Detachable bullets are present due to the desire of hunters to have the same rifle to perform in a similar way with increased shot positionings. Bonding jacket to core will normally enhance weight retention and the bullet will tend to continue driving when initial contact is shoulder, brisket, or quartering angle. Such consistency is useful when the animal is big and the ground dictates ugly postures, or where a clean broadside cannot be sat upon. The business is that at a very short distance certain bonded patterns may leave the gun without apparently much of that so-called “reaction” which the hunter anticipates not because the bullet has failed, but because heavy penetration and controlled concussion may leave less striking signs upon the surface. It is a performance objective not spectacle.

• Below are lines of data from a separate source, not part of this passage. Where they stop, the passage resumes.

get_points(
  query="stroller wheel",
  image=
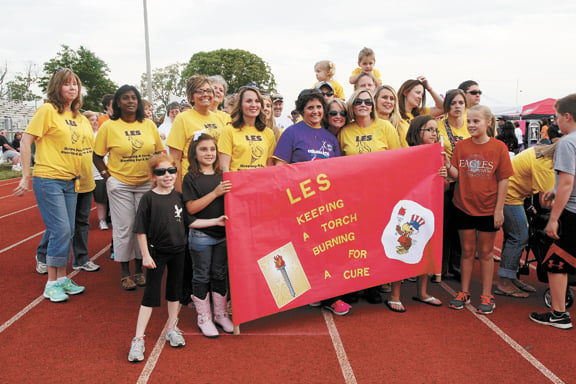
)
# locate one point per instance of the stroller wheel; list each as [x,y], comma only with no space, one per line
[569,298]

That reliability concept is extended by using copper bullets, which are monolithic and do not have a lead core. Made of one piece of copper or copper alloy, they are likely to keep almost all their mass as they grow by shedding off petals. Their card is straight-line penetration through heavy tissue and bone and they also solve the problem of lead-dispersion in the field. Most of these decisions are influenced by the legal considerations; the state of California has legalized the use of lead-free ammunition and therefore copper is not an option, but a necessity. The engineering drawbacks are also actual, as copper is not as dense as lead, and hence bullets tend to be longer at any given weight, which may increase stability and load optimization to be more delicate. Twist rate is indirectly considered part of terminal performance, since any flight that is stable and accurately fired must be paid with wobble and inaccuracy, and more spin is typically required of longer bullets to prevent tumbling.

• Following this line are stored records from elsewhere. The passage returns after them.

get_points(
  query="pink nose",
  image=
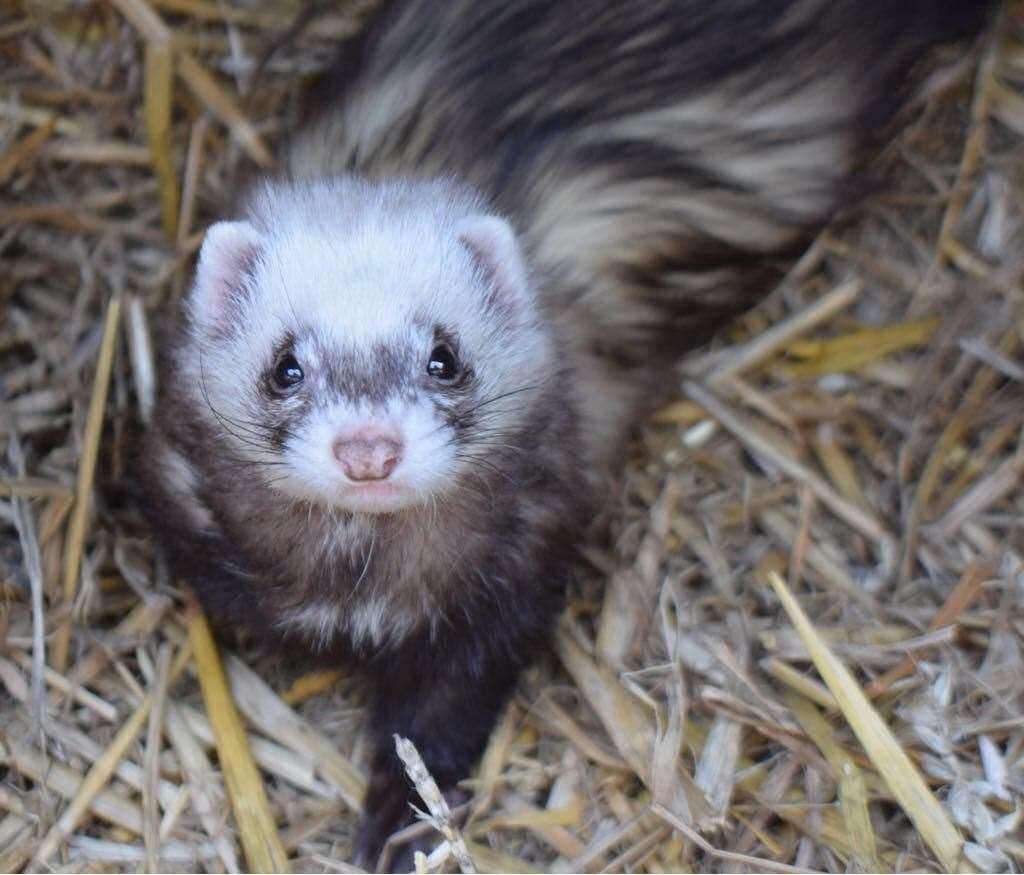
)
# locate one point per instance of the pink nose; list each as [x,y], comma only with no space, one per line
[368,455]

Velocity windows have the greatest significance when one goes beyond paper and into tissue. Impact speed can be particularly critical to get copper designs to open reliably at longer ranges whereas cup-and-core designs may stress excessive impact speed at short range. This is why the “best bullet” arguments are usually misguided: bullets are not designed by internet stories but envelopes.

The culture of the test can assist in reducing envelope-myth, although this depends on whether the numbers are read accurately. The procedure adopted by the FBI in the assessment of defensive ammunition is frequently regarded as a prize in its own right, despite the fact that the scoring is designed to determine the level of reliability, not the level of lethality. It focuses on barrier performance and reproducible penetration, and a 12 to 18 inches guideline in 10-percent gelatin. That framework is not a checklist on how to hunt, but it strengthens an effective habit: assess bullets by consistent behavior on the basis of variables, but not on the basis of a dramatic outcome.

Hunters are still passing stories on of “hysterical shock” and falling at a glance, but the line of practice is the same. Discipline cannot be covered by the bullet design, and neither the careless decisions can be salvaged. It can do whatever it is possible to do, honestly selected to suit the animal, distance, and angles which may be supposed to appear, to enlarge the area within which still a faulty shot will strike the vitals.